Today's Field Note is from Jessi Wilcox, one of our amazing, incredibly hardworking summer interns, a dedicated volunteer, and a recent college graduate from the University of New Hampshire. Jessi has spent a significant part of her summer with us on the Reservation. Her insights reflect her commitment to the children of La Plant and her thoughtful outlook on how she plans to bring her experience home.
People say it’s the little things in life that count, which can sound a little cliche, but the more life experience I gain, the more I realize how much truth this statement holds. I am overwhelmed with how to put into words what this summer has taught me, and how much my time as an intern on the Reservation has meant. I am flooded by memories of “little” moments that have each played a role in making this summer so meaningful. There are so many stories and emotions I could share, yet I still find myself trying to find a way to connect these moments to a broader audience. How can I make each of these little things that mean so much to me, mean something to my friends and family when I get home? How can I relay my experiences so that it will reach them, or inspire them to get involved?

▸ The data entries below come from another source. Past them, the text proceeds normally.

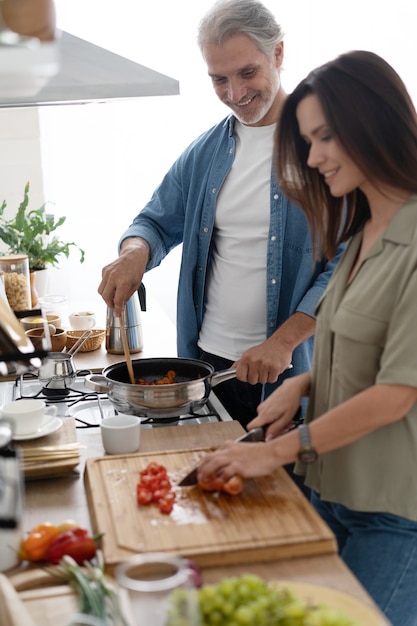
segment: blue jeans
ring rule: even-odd
[[[410,496],[411,497],[411,496]],[[361,513],[311,493],[339,554],[393,626],[417,626],[417,522]]]

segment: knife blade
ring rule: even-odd
[[[269,424],[267,424],[266,426],[260,426],[259,428],[253,428],[252,430],[249,430],[247,433],[244,433],[243,435],[235,439],[235,443],[242,442],[242,441],[250,442],[250,443],[257,442],[257,441],[264,441],[265,432],[268,426]],[[188,472],[188,474],[186,474],[182,480],[180,480],[180,482],[178,483],[178,486],[190,487],[191,485],[196,485],[198,482],[197,472],[198,472],[198,465],[193,467],[193,469],[190,472]]]

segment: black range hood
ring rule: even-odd
[[[179,94],[177,80],[65,31],[60,33],[56,45],[56,72],[38,90],[35,89],[35,93],[22,94],[19,89],[14,93],[13,88],[2,93],[0,89],[0,108],[84,104]],[[3,52],[10,55],[13,50],[0,47],[0,55]]]

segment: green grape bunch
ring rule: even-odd
[[[340,609],[313,605],[252,574],[198,589],[199,623],[184,618],[184,590],[178,591],[172,594],[166,626],[364,626]]]

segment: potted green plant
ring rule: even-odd
[[[4,211],[7,203],[0,206],[0,239],[8,246],[9,254],[27,254],[31,271],[46,269],[48,264],[57,266],[59,257],[69,257],[71,249],[80,252],[80,263],[84,262],[84,250],[73,241],[63,242],[53,233],[65,222],[65,217],[55,221],[54,215],[46,212],[46,205],[29,209],[29,183],[26,183],[24,198],[13,219],[6,220]]]

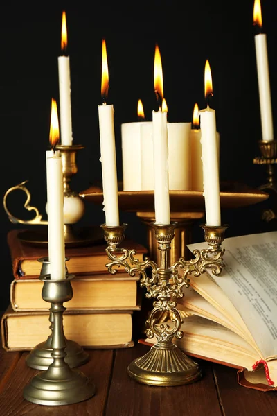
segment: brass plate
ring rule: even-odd
[[[238,184],[220,185],[220,203],[222,209],[247,207],[262,202],[269,194],[259,189]],[[98,205],[103,202],[102,189],[91,187],[79,193],[80,196]],[[201,191],[170,191],[170,211],[203,212],[204,198]],[[118,191],[119,208],[130,212],[154,211],[153,191]]]
[[[34,247],[48,247],[47,226],[43,229],[26,229],[18,234],[18,238],[24,244]],[[65,241],[66,248],[84,247],[92,244],[104,244],[103,232],[100,226],[87,227],[74,229],[70,240]]]

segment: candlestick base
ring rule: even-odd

As a recent college graduate, most of my conversations with people have revolved around some sort of question about my next steps in life. Leading up to graduation, my friends were applying for jobs to start in the summer and getting themselves ready for their next step into a career. I knew my next step had to be getting more involved with Simply Smiles. I was excited to finally have a summer where I could be on the Reservation for an extended period of time and truly immerse myself in the culture, community, and absorb the experience.

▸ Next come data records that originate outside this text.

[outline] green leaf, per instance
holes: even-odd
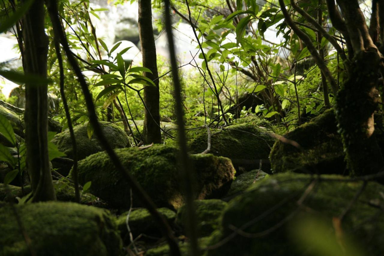
[[[256,88],[255,89],[255,92],[257,92],[258,91],[260,91],[262,90],[263,90],[266,87],[265,85],[258,85],[257,86],[256,86]]]
[[[103,105],[103,108],[105,109],[108,108],[108,106],[111,105],[111,103],[113,101],[113,100],[116,98],[116,97],[118,96],[119,94],[121,92],[121,91],[119,90],[115,91],[110,95],[109,97],[107,98],[107,100],[104,102],[104,104]]]
[[[93,126],[91,124],[91,122],[88,122],[88,124],[87,125],[87,135],[88,135],[88,138],[89,140],[92,137],[94,131]]]
[[[141,78],[134,78],[132,79],[127,83],[127,84],[131,85],[134,83],[138,83],[144,85],[149,85],[149,86],[154,86],[154,85],[153,82],[152,82],[152,83],[149,83],[147,80],[142,79]]]
[[[52,82],[50,79],[37,75],[23,73],[14,70],[0,70],[0,76],[18,84],[28,83],[30,85],[39,85],[47,84]]]
[[[4,184],[8,185],[12,181],[16,178],[17,174],[19,173],[19,170],[18,170],[11,171],[5,175],[5,177],[4,178]]]
[[[275,91],[276,93],[280,95],[281,97],[284,97],[285,94],[285,92],[284,91],[284,87],[282,85],[280,84],[275,84],[273,86],[273,88],[275,88]]]
[[[92,181],[88,181],[83,186],[83,192],[84,192],[88,191],[89,188],[91,187],[91,185],[92,184]]]
[[[14,13],[9,17],[2,19],[2,22],[0,25],[0,33],[5,32],[6,30],[11,28],[15,24],[20,20],[29,10],[31,5],[33,2],[34,0],[29,0],[25,2],[22,7],[17,9]]]
[[[153,81],[152,81],[152,80],[151,80],[148,78],[146,76],[142,76],[140,75],[136,75],[136,74],[131,74],[129,75],[130,76],[133,76],[133,77],[134,77],[136,78],[138,78],[139,79],[142,79],[143,80],[145,80],[148,81],[148,82],[151,83],[154,86],[156,86],[156,85],[155,85],[155,83],[153,82]]]
[[[108,66],[111,68],[112,68],[116,71],[119,71],[119,68],[118,67],[118,66],[110,62],[109,60],[90,60],[89,61],[89,62],[91,63],[95,63],[99,65],[104,65],[104,66]]]
[[[96,97],[95,101],[97,101],[100,98],[101,98],[106,95],[108,94],[113,90],[116,89],[116,87],[111,86],[109,86],[106,88],[104,88],[104,90],[100,91]]]
[[[104,41],[101,40],[101,39],[99,38],[99,42],[100,42],[100,44],[101,45],[101,46],[102,46],[103,48],[104,48],[104,50],[105,50],[106,52],[108,52],[108,47],[107,47],[107,45],[104,42]]]
[[[0,133],[1,133],[13,146],[16,145],[15,132],[9,120],[2,115],[0,114]]]
[[[56,134],[55,131],[48,132],[48,157],[50,161],[56,157],[65,156],[65,154],[59,150],[57,146],[51,141]]]
[[[236,0],[236,9],[240,11],[243,9],[243,0]]]
[[[281,102],[281,108],[284,109],[285,108],[285,107],[286,106],[287,104],[288,104],[288,100],[287,99],[285,99],[283,101]]]
[[[124,69],[124,60],[120,53],[118,53],[116,56],[118,61],[118,67],[119,68],[119,72],[120,72],[121,77],[124,78],[125,75],[125,70]]]
[[[237,26],[236,27],[236,42],[238,44],[240,43],[240,40],[242,38],[245,32],[245,28],[247,28],[248,23],[252,18],[252,16],[248,16],[243,18],[239,22]]]
[[[111,49],[111,52],[109,52],[109,54],[111,54],[113,52],[114,52],[115,50],[117,49],[118,47],[119,47],[119,46],[121,44],[121,42],[119,42],[119,43],[113,46],[113,47],[112,47],[112,48]]]
[[[0,161],[8,163],[14,167],[16,166],[17,160],[11,155],[7,147],[0,144]]]
[[[95,86],[101,86],[103,85],[113,85],[118,83],[121,83],[122,81],[118,79],[107,79],[106,80],[102,80],[99,82],[98,82],[95,85]]]
[[[135,66],[134,68],[130,68],[128,70],[127,72],[129,73],[139,73],[141,72],[147,72],[149,73],[151,73],[151,74],[152,73],[152,71],[151,71],[150,69],[147,68],[144,68],[142,66]]]
[[[225,18],[225,19],[224,20],[224,22],[227,22],[228,20],[230,20],[232,19],[233,18],[236,16],[237,16],[239,15],[241,15],[241,14],[244,14],[245,13],[249,13],[250,14],[253,14],[253,15],[255,15],[255,13],[254,13],[251,10],[248,10],[246,11],[239,10],[238,11],[236,11],[236,12],[233,12],[231,14],[230,14],[228,16],[227,16],[227,18]]]
[[[273,112],[270,112],[266,115],[265,116],[264,116],[264,117],[266,118],[269,118],[270,117],[271,117],[275,115],[276,114],[278,115],[278,114],[279,113],[277,112],[276,112],[276,111],[273,111]]]
[[[210,25],[212,25],[214,24],[216,24],[217,22],[219,22],[220,20],[223,19],[223,18],[224,17],[223,15],[219,15],[218,16],[215,17],[211,20],[209,24]]]

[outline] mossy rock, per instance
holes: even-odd
[[[231,185],[231,188],[226,196],[226,198],[234,196],[245,191],[255,181],[260,180],[268,174],[262,171],[253,170],[241,174],[236,177]]]
[[[195,212],[199,236],[209,235],[217,228],[219,224],[218,217],[227,205],[227,203],[219,199],[195,201]],[[186,211],[185,205],[177,211],[176,223],[181,226],[184,226],[187,221]]]
[[[113,124],[108,123],[106,122],[100,123],[104,135],[113,148],[124,148],[129,145],[128,135],[123,129]],[[93,135],[90,140],[89,138],[87,132],[88,125],[87,122],[73,128],[77,147],[77,157],[79,160],[104,150],[96,135]],[[72,141],[69,130],[67,129],[56,134],[51,141],[57,146],[59,150],[65,153],[68,157],[73,158]]]
[[[176,148],[154,145],[144,149],[118,149],[115,152],[158,207],[177,208],[182,204],[177,167],[179,151]],[[190,158],[195,177],[194,186],[197,199],[225,194],[235,173],[230,160],[209,154],[191,155]],[[106,153],[99,152],[79,162],[79,182],[82,185],[91,181],[89,191],[92,194],[111,206],[128,208],[130,187],[121,171],[115,168]],[[134,193],[133,197],[137,205]]]
[[[258,167],[260,159],[268,159],[276,139],[270,135],[270,130],[258,126],[258,123],[254,118],[237,120],[239,124],[228,125],[222,130],[210,129],[212,135],[210,153],[230,159],[237,169],[242,166],[251,170]],[[192,130],[187,135],[192,153],[201,153],[206,149],[208,135],[206,129]],[[269,168],[266,164],[264,167]]]
[[[219,232],[212,236],[210,244],[233,234],[236,228],[240,229],[239,234],[209,251],[208,255],[382,255],[384,215],[378,206],[382,203],[380,195],[384,186],[368,183],[338,224],[338,216],[348,208],[363,182],[349,181],[339,175],[321,177],[316,180],[309,175],[281,173],[255,183],[229,202],[222,216]],[[326,224],[318,230],[313,225],[299,228],[309,223],[309,219],[312,223],[325,221]],[[308,242],[311,238],[306,234],[309,233],[316,234],[317,243],[313,239]],[[307,243],[303,241],[306,240]],[[316,248],[323,241],[329,242],[327,246],[334,245],[339,253],[342,241],[347,252],[356,247],[363,249],[364,253],[308,254],[308,249]]]
[[[23,130],[25,126],[23,122],[24,115],[20,114],[20,116],[13,111],[10,110],[0,105],[0,115],[2,115],[9,120],[13,128],[15,133],[17,135],[23,136]]]
[[[333,109],[324,111],[284,136],[298,143],[301,148],[277,141],[270,158],[274,173],[346,174],[343,143],[337,133]]]
[[[115,221],[106,210],[72,203],[8,205],[0,208],[0,255],[122,255]]]
[[[209,244],[210,239],[209,236],[205,236],[199,239],[198,243],[200,248],[205,248]],[[189,243],[187,242],[180,242],[179,243],[180,253],[182,256],[189,256],[192,255],[189,252]],[[169,251],[168,244],[163,243],[158,246],[151,249],[146,252],[145,256],[172,256]],[[230,254],[224,254],[223,255]],[[237,254],[233,254],[237,255]]]
[[[175,212],[168,208],[159,208],[157,211],[164,216],[169,223],[172,223],[176,217]],[[126,222],[128,213],[127,211],[122,214],[116,221],[119,230],[124,241],[129,241],[129,238],[127,235],[128,229]],[[131,211],[129,214],[128,224],[134,238],[137,237],[141,234],[154,237],[161,237],[162,235],[149,212],[144,208],[137,209]]]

This excitement stemmed from previous years of being a volunteer with Simply Smiles. I first came out to La Plant for a week during the summer of 2013 with a group from home. After such an amazing time, I knew I had to come back, so the following summer, I did! This time, I participated in the Simply Smiles Win A Trip contest. I worked hard to fundraise so that I could not only contribute to the organization that I felt so strongly connected to but also so I could revisit with old friends and lend a helping hand once more. I was fortunate enough to be one of the winners of the contest and had the opportunity to join the Fairfield University volunteer group for a week in August 2014. Returning to the Rez with a large group of strangers was an awesome experience. It was exciting to see the enthusiasm brought by a big group of college students; there were new ideas and lots of energy to carry us through the week.
My involvement this summer as an intern has taught me a great deal. It can sometimes feel overwhelming getting new volunteers every week, but what I have taken from this is to appreciate the new perspectives that they bring, as well as the new energy and interest they possess. It has been amazing to watch the dynamic and relationships built among volunteer groups, staff, interns, community members, and kids. The conversations at town-wide meals, the games and tickles at camp, and the teamwork that goes on at the work sites proves to be a learning experience for everyone involved.

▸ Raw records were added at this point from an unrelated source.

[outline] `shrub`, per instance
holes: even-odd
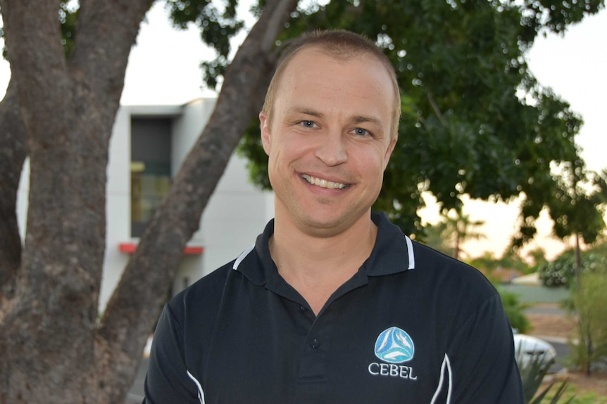
[[[581,287],[573,292],[580,338],[572,343],[569,358],[576,367],[587,371],[594,365],[607,365],[607,276],[603,272],[583,273]]]

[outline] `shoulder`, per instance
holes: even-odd
[[[414,271],[431,275],[434,283],[448,282],[451,285],[448,289],[451,289],[473,287],[473,290],[485,291],[492,295],[497,293],[489,280],[477,268],[419,242],[413,242],[413,248]]]

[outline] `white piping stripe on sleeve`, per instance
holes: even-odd
[[[232,269],[234,269],[234,270],[238,269],[238,266],[240,265],[240,263],[242,262],[242,260],[244,259],[244,257],[246,257],[247,255],[249,255],[249,252],[253,251],[254,248],[255,248],[254,244],[253,245],[251,245],[251,247],[249,247],[249,248],[247,248],[246,249],[245,249],[244,252],[242,252],[242,254],[241,254],[238,256],[238,258],[236,259],[236,261],[234,261],[234,265],[232,266]]]
[[[407,269],[413,269],[415,268],[415,256],[413,254],[413,242],[411,239],[405,236],[405,241],[407,242],[407,254],[409,256],[409,267]]]
[[[447,372],[447,377],[449,378],[449,381],[447,382],[447,399],[445,401],[445,404],[450,404],[451,402],[451,393],[453,390],[453,375],[451,374],[451,364],[449,361],[449,356],[445,353],[444,359],[443,359],[443,364],[441,365],[441,379],[439,380],[439,385],[437,387],[437,391],[434,392],[434,395],[432,396],[432,400],[430,401],[430,404],[437,404],[437,398],[438,398],[439,393],[442,390],[443,384],[445,382],[445,371]]]
[[[200,385],[200,382],[196,380],[196,377],[189,372],[189,370],[187,371],[187,375],[196,384],[196,386],[198,388],[198,399],[200,401],[200,404],[204,404],[204,392],[202,391],[202,386]]]

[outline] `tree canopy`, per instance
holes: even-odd
[[[458,208],[464,194],[493,201],[522,196],[514,240],[521,245],[533,237],[543,207],[562,217],[562,204],[551,195],[567,185],[553,164],[584,171],[575,140],[582,117],[538,84],[525,53],[537,35],[563,32],[602,6],[592,0],[332,1],[292,15],[277,44],[311,28],[344,28],[375,39],[396,67],[403,104],[399,143],[375,207],[419,233],[424,192],[445,211]],[[258,138],[250,130],[239,151],[251,161],[254,181],[269,188]],[[596,211],[596,204],[588,209]]]
[[[0,102],[1,403],[124,397],[183,247],[260,110],[282,46],[304,30],[365,34],[396,67],[401,141],[377,207],[404,230],[419,231],[424,191],[446,209],[463,193],[506,200],[522,194],[525,224],[546,195],[575,195],[550,167],[583,169],[574,141],[581,119],[537,84],[525,51],[544,30],[563,32],[596,13],[602,0],[352,0],[305,8],[296,0],[261,0],[233,58],[228,39],[242,27],[237,0],[168,0],[176,26],[196,23],[217,50],[204,68],[207,83],[221,90],[101,315],[109,140],[128,55],[152,2],[0,0],[11,68]],[[258,138],[247,136],[242,150],[263,183]],[[15,210],[26,156],[22,245]],[[523,228],[522,237],[531,235]]]

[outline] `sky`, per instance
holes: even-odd
[[[251,20],[248,24],[252,23]],[[236,41],[244,39],[241,35]],[[2,44],[0,43],[0,45]],[[204,89],[200,62],[214,52],[200,40],[198,30],[177,30],[166,17],[163,4],[157,2],[142,24],[137,44],[127,67],[121,103],[123,105],[182,104],[215,93]],[[527,55],[530,68],[544,86],[549,86],[584,121],[577,142],[589,169],[607,169],[607,10],[586,17],[570,27],[564,35],[539,37]],[[0,60],[0,98],[10,78],[6,60]],[[437,220],[437,207],[420,211],[430,223]],[[477,230],[486,237],[465,243],[463,249],[476,256],[488,251],[499,256],[507,248],[515,230],[516,202],[494,204],[467,201],[464,213],[485,224]],[[539,221],[539,235],[526,249],[544,248],[553,258],[564,246],[550,236],[551,225],[544,215]]]

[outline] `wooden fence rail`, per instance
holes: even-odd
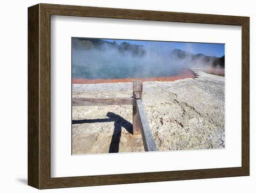
[[[77,106],[103,106],[118,105],[120,104],[133,104],[134,99],[132,97],[94,97],[73,98],[72,105]]]
[[[141,81],[134,81],[133,97],[75,97],[72,98],[72,105],[81,106],[132,105],[133,134],[141,134],[145,151],[157,151],[141,102],[142,86]]]
[[[156,145],[149,124],[146,116],[141,101],[140,99],[136,100],[137,104],[137,111],[138,112],[140,121],[141,132],[142,137],[144,148],[146,151],[157,151]]]

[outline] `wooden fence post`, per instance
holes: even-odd
[[[141,121],[138,112],[137,112],[136,99],[142,99],[142,82],[140,80],[135,80],[133,82],[133,96],[135,100],[133,105],[133,134],[141,134]]]

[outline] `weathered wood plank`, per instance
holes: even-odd
[[[137,113],[140,117],[139,120],[141,121],[141,133],[145,151],[158,151],[156,144],[151,132],[151,129],[146,116],[141,101],[137,99],[136,100],[136,103]]]
[[[72,98],[73,106],[104,106],[134,104],[132,97],[81,97]]]
[[[136,99],[141,99],[143,85],[140,80],[135,80],[133,82],[133,97]]]
[[[133,82],[134,98],[141,100],[142,92],[142,83],[138,80],[135,80]],[[137,106],[136,103],[134,103],[133,106],[133,130],[134,135],[140,135],[141,133],[141,121],[139,114],[137,112]]]

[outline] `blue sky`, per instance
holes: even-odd
[[[187,43],[178,42],[163,42],[157,41],[141,41],[123,39],[102,39],[113,42],[115,41],[118,44],[124,41],[130,44],[143,45],[145,46],[161,49],[163,51],[171,51],[180,49],[193,54],[202,53],[209,56],[221,57],[225,54],[224,44],[209,44],[202,43]]]

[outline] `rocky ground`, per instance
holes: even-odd
[[[142,103],[161,151],[225,147],[224,77],[194,70],[195,78],[143,83]],[[132,83],[73,84],[73,97],[127,97]],[[73,107],[73,154],[144,151],[131,134],[132,106]]]

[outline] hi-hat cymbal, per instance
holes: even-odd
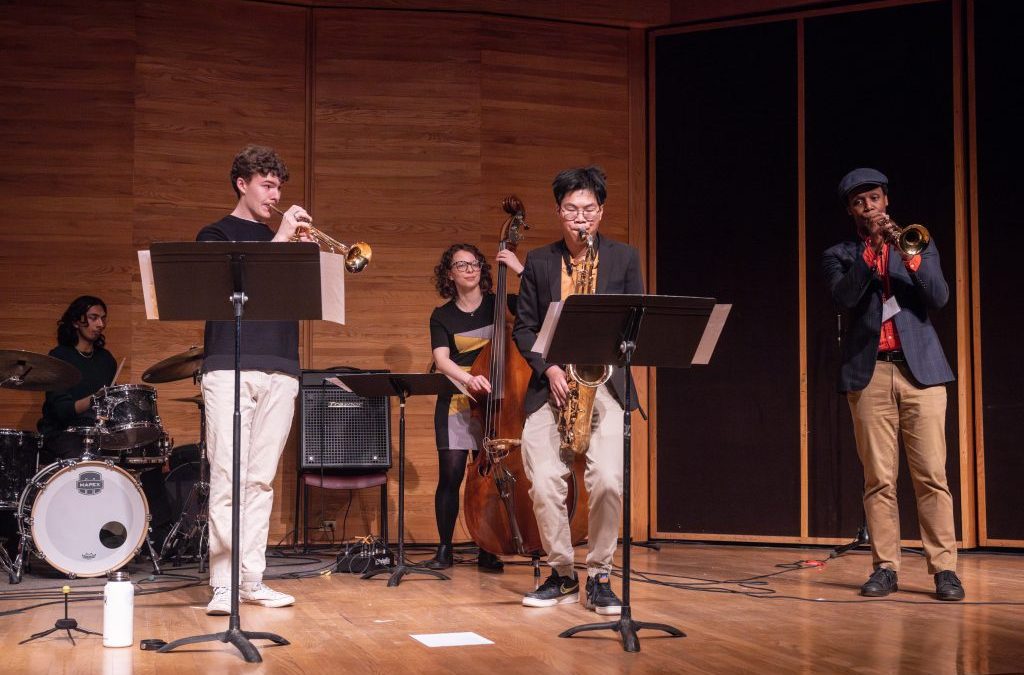
[[[203,365],[203,347],[190,347],[151,366],[142,373],[142,381],[151,384],[176,382],[193,377]]]
[[[59,358],[24,349],[0,350],[0,387],[54,391],[78,384],[82,374]]]
[[[176,400],[179,404],[196,404],[197,406],[203,405],[203,394],[196,394],[195,396],[188,396],[186,398],[171,398],[171,400]]]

I have also learned a lot about myself and reflected about who I want to be, and where I want to go from here. Something that got me thinking about this was a brief and silly moment with a 4-year-old boy at camp. When he turned to me with a mouthful of spaghetti and a giant grin, blurting out, “Hey! What’s the big idea?!” I couldn't help but smirk at what had just come out of his mouth. Of course, I replied with, “To tickle you!” which was followed with laughter and big smiles.
But, when you actually do think about it, what is the big idea?
This so called “big idea” revolves around kindness, genuine interactions, real, honest conversations, open-mindedness to new perspectives, and sharing stories and moments with all kinds of people. These are the things that make a difference, no matter where we go in life. It is in these moments that I've formed new friendships and shared memorable experiences. Each town-wide meal, day at camp, trip to the Missouri River, mornings at the worksites, the powwow, and wopila have given me new stories to tell when I return home.
Through these stories, I hope to teach others about Lakota culture and to get involved. These stories have the ability to give a voice to the people of La Plant and strike an emotional chord and, hopefully, action in the lives of family and friends back home.
As a return to the East Coast, I am reminded that it is the little things that will have a big impact. I have learned that getting a smile out of a child, or a hug out of an elder may not seem like a big deal, but it is these things that move us forward down a positive path.
Thank you, Simply Smiles, for capturing the essence of this and continuing to impress me with your love and sincerity.